When people saw the twin innings at Sharjah, they said he was the best batsman in the world. Prior to that series, India had a home series against a Mark Taylor-led Australian team. Tendulkar had just given up captaincy (the first term) and it was handed back to Mohammad Azharuddin. Free of the burden of leading the side, Tendulkar, who had shown consistency even as captain, was in a different zone. He scored his first first-class double hundred when Australia played Mumbai, then followed up with two centuries – one in Chennai and one in Bangalore – in the three-Test series. In the ODI tri-series that also featured Zimbabwe, Tendulkar gave India starts, but went berserk in one particular ODI against Australia where he hit five fours and seven sixes in his century.
Then came the 1998 tri-series in Sharjah (also involving Australia and New Zealand) and the desert storm that people still talk about nearly 20 years later. After his 134 in the final (played exactly 19 years ago on his birthday), Australia ODI captain Steve Waugh said, “There is no one else who can bat like this guy, but then I haven’t seen Bradman bat.”
I would watch these matches with my eyes wide open. I’d be stunned at the range of cricketing shots, particularly the one he would hit fast bowlers for a straight six. This shot was unique because Tendulkar would not budge. Like he would play the straight drive, this was the straight whack and it was a shot that I could watch again and again.
In 1999, Pakistan played a series in India after a 12-year gap. The Wasim Akram-led squad had some formidable names that included Saqlain Mushtaq, Waqar Younis, Shahid Afridi and Inzamam-ul-Haq, just to name a few. People remember Anil Kumble’s 10/74 in New Delhi, but the first Test in Chennai that Pakistan won by 12 runs is forever etched in my memory.
Tendulkar had fallen for a duck in the first innings, when he tried counter-attacking Saqlain who was bowling beautifully. Going ahead with his shot, Tendulkar totally mistimed it and it was caught by Salim Malik. The Chennai crowd went silent and that was the end of that.

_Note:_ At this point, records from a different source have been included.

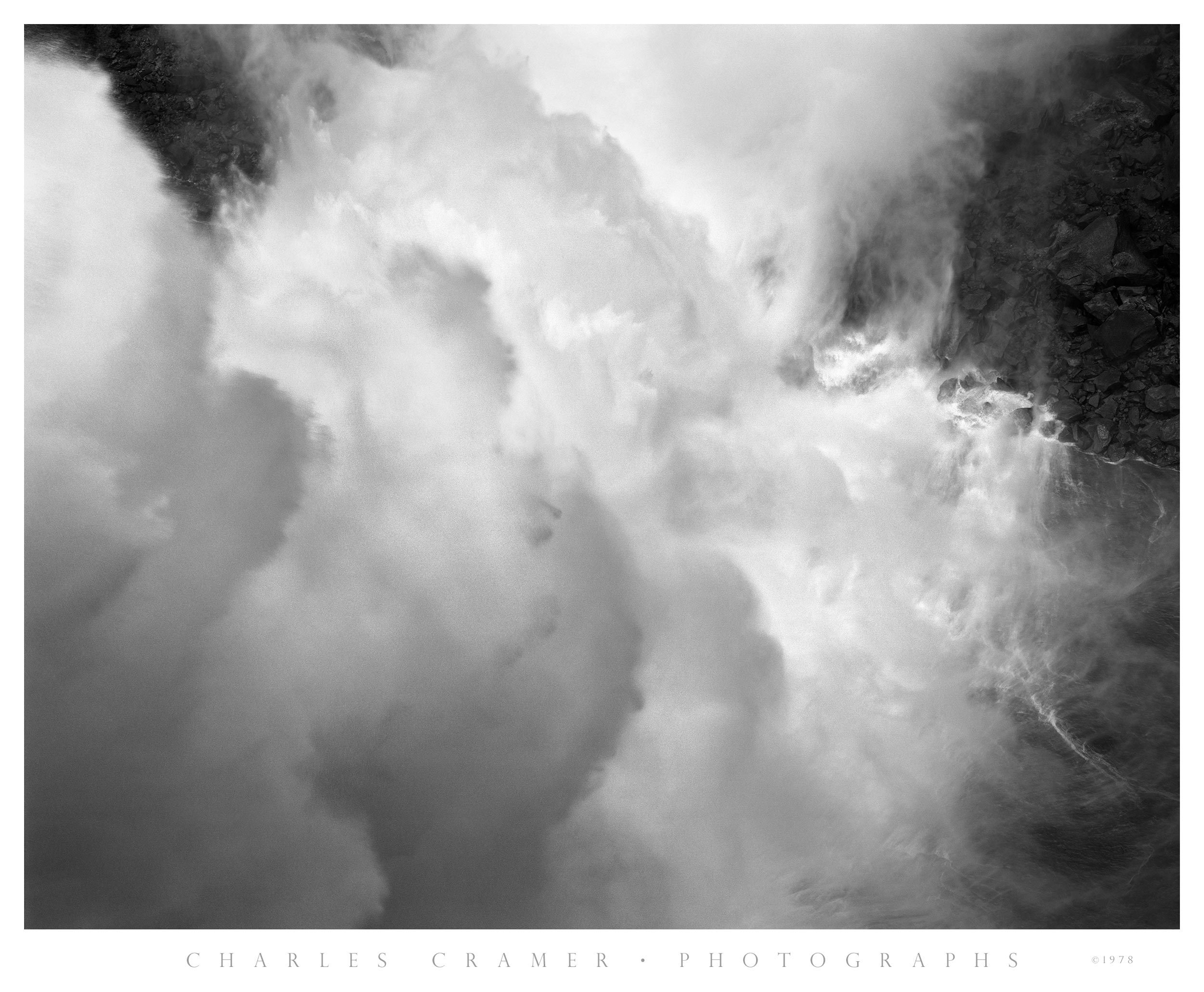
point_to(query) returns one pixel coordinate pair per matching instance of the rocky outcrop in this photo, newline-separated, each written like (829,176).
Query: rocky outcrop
(1073,293)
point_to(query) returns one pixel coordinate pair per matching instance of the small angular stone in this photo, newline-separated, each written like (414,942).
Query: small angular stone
(1162,399)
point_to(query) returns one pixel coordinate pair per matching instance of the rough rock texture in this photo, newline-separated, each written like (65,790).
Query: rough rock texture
(1068,277)
(1080,201)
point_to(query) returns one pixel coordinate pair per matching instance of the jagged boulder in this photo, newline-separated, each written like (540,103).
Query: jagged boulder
(1087,261)
(1162,399)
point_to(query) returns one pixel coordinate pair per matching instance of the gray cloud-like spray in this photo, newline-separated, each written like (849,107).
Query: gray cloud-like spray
(449,542)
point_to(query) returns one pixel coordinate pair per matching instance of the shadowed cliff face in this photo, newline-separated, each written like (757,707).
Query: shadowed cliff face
(489,518)
(1090,141)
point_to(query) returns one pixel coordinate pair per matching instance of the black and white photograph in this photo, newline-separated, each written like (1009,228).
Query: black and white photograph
(603,478)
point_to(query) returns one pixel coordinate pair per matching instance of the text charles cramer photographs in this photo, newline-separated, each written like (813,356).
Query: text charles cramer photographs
(602,960)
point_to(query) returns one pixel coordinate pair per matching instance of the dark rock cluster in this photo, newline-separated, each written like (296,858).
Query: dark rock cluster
(1068,278)
(1068,286)
(184,94)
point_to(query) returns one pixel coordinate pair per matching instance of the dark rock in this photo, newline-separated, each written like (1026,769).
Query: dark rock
(1087,261)
(1162,399)
(1101,306)
(1125,333)
(1101,435)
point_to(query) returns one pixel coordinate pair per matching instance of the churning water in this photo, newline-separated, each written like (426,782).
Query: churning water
(497,522)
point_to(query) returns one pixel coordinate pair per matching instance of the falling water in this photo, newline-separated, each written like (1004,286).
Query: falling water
(504,519)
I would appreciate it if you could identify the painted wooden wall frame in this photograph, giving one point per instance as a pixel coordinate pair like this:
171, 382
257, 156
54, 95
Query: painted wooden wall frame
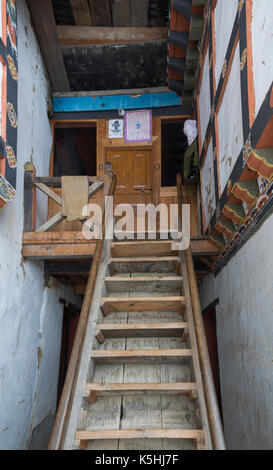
9, 102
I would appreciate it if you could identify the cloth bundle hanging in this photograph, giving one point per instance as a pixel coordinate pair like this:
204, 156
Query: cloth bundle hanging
74, 196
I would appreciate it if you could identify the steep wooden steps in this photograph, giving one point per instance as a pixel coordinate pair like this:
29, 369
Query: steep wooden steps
83, 436
136, 330
180, 388
150, 264
142, 356
142, 304
143, 284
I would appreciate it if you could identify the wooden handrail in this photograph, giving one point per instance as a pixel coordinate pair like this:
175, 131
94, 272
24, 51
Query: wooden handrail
64, 409
215, 422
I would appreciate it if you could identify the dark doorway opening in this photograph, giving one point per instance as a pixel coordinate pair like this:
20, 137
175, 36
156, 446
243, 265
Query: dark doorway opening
70, 322
75, 150
174, 145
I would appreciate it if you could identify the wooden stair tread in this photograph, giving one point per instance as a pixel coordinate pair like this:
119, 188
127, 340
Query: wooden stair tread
144, 283
144, 264
184, 388
144, 304
139, 434
117, 330
141, 355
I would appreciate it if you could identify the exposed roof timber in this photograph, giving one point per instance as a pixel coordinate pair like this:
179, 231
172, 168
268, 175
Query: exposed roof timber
184, 7
131, 92
177, 64
94, 35
81, 12
44, 23
101, 12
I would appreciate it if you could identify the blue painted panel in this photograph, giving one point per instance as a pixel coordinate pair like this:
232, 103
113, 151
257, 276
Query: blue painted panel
107, 103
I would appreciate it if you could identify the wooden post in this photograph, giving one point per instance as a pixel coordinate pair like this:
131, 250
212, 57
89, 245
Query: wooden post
29, 198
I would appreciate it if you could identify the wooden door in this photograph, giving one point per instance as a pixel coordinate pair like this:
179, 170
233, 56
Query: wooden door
134, 180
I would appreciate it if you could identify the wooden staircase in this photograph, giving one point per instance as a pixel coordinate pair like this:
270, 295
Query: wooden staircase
141, 381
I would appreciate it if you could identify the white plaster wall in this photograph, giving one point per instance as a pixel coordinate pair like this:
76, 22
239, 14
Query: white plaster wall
262, 46
208, 186
30, 315
245, 341
224, 14
230, 122
204, 99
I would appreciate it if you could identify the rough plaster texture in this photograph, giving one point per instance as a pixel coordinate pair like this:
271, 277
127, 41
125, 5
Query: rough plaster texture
244, 330
225, 14
30, 315
204, 99
208, 186
230, 122
262, 45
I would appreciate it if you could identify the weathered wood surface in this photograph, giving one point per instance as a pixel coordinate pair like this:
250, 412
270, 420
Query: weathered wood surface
93, 35
140, 330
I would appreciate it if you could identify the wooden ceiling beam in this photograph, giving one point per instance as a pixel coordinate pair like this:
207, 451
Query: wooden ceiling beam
101, 12
44, 23
81, 12
94, 35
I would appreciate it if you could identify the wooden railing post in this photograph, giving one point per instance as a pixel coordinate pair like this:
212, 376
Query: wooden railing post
29, 198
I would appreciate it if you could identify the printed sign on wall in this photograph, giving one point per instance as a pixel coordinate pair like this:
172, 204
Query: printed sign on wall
138, 126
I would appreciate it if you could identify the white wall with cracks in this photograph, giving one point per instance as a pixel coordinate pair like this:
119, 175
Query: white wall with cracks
30, 315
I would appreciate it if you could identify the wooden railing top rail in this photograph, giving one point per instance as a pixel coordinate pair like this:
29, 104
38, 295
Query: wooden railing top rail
64, 409
215, 422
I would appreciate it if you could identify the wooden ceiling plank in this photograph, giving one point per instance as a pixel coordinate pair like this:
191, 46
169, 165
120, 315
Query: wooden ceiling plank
44, 22
101, 12
91, 35
121, 13
81, 12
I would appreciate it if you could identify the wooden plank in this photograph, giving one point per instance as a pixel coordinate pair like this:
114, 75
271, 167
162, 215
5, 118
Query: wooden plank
58, 251
151, 264
136, 330
181, 388
142, 356
29, 198
140, 434
81, 12
101, 12
46, 190
121, 13
143, 284
142, 304
43, 18
139, 12
51, 223
199, 247
94, 35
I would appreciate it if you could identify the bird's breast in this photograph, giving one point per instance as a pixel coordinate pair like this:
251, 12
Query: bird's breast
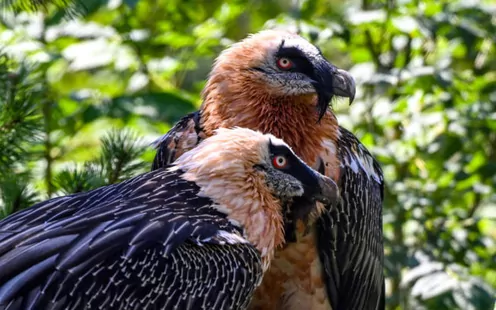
294, 279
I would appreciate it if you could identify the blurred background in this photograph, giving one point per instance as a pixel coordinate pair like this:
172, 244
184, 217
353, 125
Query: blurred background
85, 87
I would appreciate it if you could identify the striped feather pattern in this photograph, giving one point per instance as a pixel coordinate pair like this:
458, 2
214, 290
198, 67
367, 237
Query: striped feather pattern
147, 243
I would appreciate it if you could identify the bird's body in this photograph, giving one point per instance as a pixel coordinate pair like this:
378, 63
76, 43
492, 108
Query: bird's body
197, 235
337, 264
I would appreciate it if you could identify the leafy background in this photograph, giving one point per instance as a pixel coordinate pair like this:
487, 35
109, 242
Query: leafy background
86, 86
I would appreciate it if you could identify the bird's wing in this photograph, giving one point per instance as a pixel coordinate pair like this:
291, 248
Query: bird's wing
148, 240
184, 136
349, 236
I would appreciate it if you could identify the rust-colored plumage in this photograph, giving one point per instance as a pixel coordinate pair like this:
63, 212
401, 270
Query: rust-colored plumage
198, 234
330, 261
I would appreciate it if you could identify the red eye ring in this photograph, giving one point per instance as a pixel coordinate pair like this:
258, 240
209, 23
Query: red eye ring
284, 63
279, 162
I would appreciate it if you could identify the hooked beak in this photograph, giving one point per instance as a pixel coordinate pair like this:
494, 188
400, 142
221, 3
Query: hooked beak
321, 189
317, 187
329, 82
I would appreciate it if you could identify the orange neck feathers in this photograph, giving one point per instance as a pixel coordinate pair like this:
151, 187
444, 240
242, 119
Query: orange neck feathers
239, 102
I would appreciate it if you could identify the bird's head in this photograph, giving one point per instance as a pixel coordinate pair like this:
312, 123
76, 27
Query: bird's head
281, 64
251, 176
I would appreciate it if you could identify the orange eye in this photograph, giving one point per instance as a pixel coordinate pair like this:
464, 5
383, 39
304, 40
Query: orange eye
284, 63
279, 162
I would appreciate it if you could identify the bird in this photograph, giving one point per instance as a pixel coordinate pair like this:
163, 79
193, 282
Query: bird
275, 81
197, 234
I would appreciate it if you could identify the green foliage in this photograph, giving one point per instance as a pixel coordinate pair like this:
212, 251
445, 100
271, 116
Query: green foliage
425, 108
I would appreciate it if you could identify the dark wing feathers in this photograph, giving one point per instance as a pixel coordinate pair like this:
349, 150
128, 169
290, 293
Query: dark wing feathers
349, 236
352, 231
94, 246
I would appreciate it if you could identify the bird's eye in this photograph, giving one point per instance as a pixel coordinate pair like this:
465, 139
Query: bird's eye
284, 63
279, 162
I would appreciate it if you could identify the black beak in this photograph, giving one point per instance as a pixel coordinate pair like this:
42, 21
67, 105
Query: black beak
317, 187
321, 188
329, 82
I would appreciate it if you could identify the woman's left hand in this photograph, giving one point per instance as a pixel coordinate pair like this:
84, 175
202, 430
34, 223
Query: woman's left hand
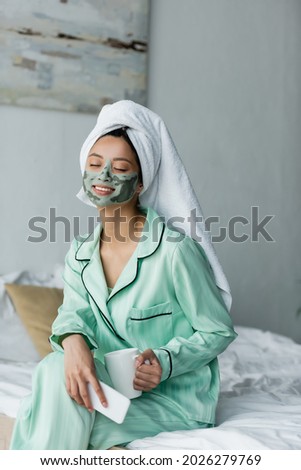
147, 376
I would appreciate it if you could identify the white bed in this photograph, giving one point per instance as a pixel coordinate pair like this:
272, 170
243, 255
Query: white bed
260, 400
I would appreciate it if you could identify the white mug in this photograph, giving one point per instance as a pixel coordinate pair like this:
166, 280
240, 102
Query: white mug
120, 365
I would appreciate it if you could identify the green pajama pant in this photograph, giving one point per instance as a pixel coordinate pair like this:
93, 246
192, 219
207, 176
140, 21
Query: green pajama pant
50, 419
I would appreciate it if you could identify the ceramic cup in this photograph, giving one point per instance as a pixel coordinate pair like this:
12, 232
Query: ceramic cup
120, 365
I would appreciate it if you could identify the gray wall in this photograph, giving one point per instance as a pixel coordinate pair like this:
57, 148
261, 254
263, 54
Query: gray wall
225, 75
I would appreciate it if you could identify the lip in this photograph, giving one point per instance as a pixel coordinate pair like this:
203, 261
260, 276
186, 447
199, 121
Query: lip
101, 192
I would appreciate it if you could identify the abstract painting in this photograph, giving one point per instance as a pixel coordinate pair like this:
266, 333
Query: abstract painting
73, 55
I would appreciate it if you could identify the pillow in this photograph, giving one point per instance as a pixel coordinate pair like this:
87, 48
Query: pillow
37, 307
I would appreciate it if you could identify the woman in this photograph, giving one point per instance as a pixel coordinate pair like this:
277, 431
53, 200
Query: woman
133, 282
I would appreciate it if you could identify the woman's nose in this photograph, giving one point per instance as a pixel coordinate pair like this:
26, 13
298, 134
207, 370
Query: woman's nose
105, 174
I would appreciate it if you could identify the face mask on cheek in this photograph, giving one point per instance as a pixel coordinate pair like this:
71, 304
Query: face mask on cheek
122, 186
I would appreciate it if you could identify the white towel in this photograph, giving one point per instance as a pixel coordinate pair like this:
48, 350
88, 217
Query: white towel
166, 185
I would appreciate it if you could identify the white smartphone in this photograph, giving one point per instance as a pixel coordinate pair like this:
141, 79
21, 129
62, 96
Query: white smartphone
118, 404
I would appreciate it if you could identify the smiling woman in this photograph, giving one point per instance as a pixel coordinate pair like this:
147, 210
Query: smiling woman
133, 282
112, 170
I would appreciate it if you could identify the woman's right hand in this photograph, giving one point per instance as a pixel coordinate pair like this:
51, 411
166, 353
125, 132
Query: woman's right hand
80, 370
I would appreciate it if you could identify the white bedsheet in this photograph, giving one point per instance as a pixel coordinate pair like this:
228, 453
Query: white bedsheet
259, 406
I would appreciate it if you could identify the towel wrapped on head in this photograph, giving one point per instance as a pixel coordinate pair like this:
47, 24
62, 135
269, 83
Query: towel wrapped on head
166, 185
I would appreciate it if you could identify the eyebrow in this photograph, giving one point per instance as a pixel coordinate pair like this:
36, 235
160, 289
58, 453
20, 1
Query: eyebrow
114, 159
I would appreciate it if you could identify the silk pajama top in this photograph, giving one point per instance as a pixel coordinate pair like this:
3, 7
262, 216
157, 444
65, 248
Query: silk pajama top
165, 299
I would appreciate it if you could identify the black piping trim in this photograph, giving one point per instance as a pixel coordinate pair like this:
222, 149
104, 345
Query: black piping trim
170, 361
152, 316
102, 314
137, 268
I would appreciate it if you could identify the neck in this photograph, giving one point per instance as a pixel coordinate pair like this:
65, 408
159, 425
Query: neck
121, 224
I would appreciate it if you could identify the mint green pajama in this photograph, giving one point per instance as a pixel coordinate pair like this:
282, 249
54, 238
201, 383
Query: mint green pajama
165, 299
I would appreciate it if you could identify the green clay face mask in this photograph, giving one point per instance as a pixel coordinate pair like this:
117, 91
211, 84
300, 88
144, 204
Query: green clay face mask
121, 188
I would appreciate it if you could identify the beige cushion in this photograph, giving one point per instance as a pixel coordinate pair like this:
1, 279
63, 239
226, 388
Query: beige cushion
37, 307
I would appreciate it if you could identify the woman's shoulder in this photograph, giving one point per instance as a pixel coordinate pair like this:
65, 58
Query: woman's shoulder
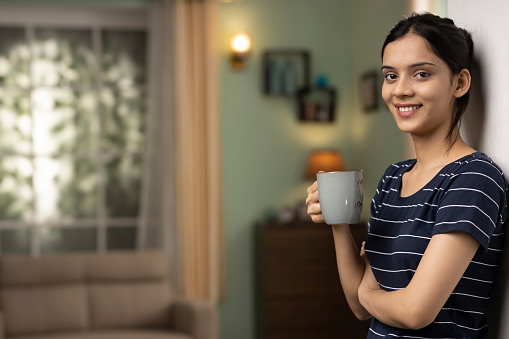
399, 167
477, 163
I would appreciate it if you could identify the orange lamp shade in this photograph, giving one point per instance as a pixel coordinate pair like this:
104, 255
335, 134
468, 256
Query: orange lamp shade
326, 161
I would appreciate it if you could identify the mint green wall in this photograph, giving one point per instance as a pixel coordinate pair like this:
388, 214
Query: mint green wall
376, 140
264, 146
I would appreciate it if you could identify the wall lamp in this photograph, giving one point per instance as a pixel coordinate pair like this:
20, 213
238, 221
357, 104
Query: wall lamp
240, 46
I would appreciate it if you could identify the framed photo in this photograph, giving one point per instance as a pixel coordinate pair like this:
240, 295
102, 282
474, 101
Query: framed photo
369, 91
285, 71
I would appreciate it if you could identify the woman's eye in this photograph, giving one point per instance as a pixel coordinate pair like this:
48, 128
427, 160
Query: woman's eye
422, 75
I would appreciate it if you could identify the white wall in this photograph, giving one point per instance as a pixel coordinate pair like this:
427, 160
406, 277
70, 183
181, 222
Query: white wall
487, 121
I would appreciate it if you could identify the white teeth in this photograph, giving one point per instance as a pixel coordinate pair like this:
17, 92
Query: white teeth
406, 109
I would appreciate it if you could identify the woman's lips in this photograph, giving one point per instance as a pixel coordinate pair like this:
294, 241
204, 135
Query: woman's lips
406, 111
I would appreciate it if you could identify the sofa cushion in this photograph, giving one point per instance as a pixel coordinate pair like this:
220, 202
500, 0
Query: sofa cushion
130, 304
129, 265
111, 334
46, 308
80, 267
48, 269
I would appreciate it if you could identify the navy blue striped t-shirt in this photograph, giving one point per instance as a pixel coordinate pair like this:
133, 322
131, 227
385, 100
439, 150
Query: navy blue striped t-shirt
468, 195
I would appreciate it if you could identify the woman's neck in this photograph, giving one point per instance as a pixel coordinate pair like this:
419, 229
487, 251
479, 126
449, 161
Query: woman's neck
435, 153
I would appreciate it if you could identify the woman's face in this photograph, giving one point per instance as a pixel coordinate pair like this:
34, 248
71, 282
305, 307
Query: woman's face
418, 87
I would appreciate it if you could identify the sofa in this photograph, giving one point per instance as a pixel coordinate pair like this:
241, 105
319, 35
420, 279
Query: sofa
114, 295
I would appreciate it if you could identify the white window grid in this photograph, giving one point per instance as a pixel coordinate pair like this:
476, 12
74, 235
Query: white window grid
96, 20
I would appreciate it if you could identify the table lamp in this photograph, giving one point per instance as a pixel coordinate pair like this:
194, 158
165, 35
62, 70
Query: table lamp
326, 161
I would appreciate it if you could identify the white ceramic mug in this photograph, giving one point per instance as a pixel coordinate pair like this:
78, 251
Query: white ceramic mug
340, 195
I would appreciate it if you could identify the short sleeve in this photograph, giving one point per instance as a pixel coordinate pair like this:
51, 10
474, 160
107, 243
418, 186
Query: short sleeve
474, 202
376, 201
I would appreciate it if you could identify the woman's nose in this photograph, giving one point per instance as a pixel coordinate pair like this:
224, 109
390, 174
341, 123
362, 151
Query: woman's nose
403, 87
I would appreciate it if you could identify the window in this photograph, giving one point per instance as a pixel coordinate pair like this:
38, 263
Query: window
73, 89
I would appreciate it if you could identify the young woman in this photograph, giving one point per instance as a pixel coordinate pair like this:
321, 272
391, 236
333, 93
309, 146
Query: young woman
437, 222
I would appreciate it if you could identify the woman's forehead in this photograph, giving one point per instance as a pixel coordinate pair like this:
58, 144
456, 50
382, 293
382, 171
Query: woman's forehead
409, 50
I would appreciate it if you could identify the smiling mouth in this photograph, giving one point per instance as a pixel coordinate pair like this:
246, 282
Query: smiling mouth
409, 108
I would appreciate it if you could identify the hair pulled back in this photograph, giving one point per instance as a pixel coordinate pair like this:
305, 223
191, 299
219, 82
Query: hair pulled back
450, 43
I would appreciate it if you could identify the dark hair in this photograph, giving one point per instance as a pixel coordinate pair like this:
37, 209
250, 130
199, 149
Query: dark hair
450, 43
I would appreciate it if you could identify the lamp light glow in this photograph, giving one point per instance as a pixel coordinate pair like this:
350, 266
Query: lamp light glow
240, 45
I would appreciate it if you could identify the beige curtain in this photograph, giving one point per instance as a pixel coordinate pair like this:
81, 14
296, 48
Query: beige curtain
198, 158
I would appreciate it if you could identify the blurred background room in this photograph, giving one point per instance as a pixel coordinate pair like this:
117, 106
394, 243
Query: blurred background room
176, 139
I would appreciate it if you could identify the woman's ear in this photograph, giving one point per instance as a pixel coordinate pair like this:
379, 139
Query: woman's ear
462, 83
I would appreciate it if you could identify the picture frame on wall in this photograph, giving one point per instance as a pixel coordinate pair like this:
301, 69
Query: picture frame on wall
285, 71
369, 91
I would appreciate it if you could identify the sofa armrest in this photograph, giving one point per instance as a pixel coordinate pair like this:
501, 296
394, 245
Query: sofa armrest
197, 318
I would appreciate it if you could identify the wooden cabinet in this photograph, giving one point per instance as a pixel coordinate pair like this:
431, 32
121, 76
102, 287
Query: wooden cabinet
299, 294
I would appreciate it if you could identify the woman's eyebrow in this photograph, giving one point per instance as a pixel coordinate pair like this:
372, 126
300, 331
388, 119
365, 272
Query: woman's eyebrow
417, 64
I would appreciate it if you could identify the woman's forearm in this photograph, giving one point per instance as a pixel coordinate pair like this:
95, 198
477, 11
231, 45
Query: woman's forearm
350, 268
393, 309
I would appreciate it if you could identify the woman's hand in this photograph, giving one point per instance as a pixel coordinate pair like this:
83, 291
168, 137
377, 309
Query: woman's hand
368, 283
314, 210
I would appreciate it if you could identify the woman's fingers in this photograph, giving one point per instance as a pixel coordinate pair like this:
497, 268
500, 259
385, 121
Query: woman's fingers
314, 209
312, 198
313, 188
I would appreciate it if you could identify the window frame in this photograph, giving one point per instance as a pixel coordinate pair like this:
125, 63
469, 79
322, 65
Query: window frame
95, 20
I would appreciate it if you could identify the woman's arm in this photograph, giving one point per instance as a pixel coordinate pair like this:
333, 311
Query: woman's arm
350, 267
350, 263
443, 264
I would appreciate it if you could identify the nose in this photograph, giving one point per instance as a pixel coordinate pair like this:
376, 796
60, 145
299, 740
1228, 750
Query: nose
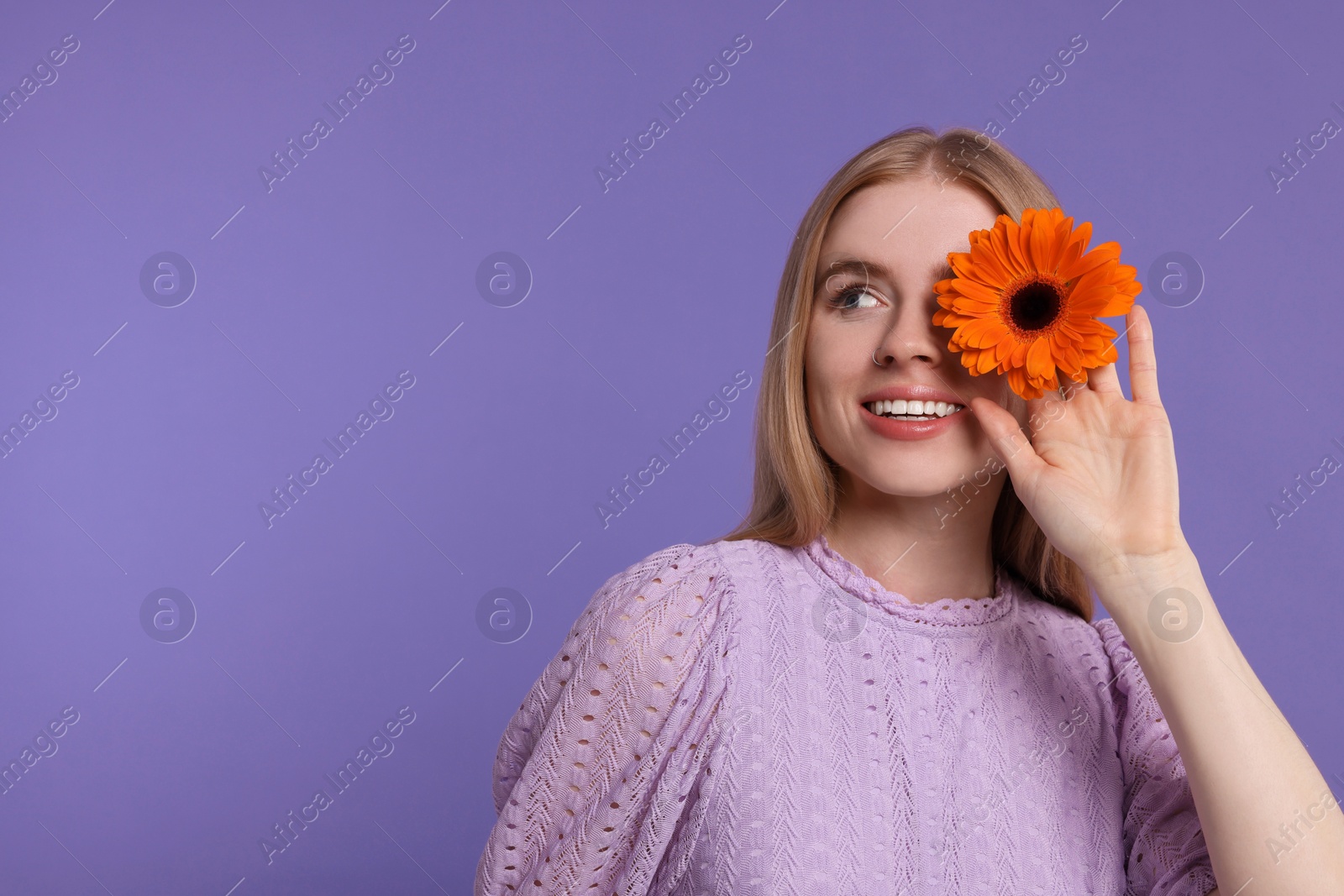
911, 338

Pakistan batted again and set India a target of 270. At 82/5 victory looked bleak, but Tendulkar played what I believe is his finest Test innings. While beginning aggressively at the beginning, a niggle in his back hindered any big hitting. Sachin battled, like a wounded soldier, grafting his runs, as opposed to destroying opponents and punishing the bad balls for four. When he reached his century, there was no major celebration because he knew India had to cross the finish line. When Tendulkar reached 136, Saqlain bowled a ball similar to the first inning, Sachin played a similar shot and was caught by Wasim Akram.
India needed 16 runs and three wickets. Four runs later, India lost the match.
Tendulkar was awarded the man of the match, but refused to accept it. India captain Mohammad Azharuddin said he was in the dressing room and was ‘extremely upset.’ Reports that came later even said he was in tears. It also began the end of the destroyer, and slowly introduced the grafter.
And that day, for me, God became human.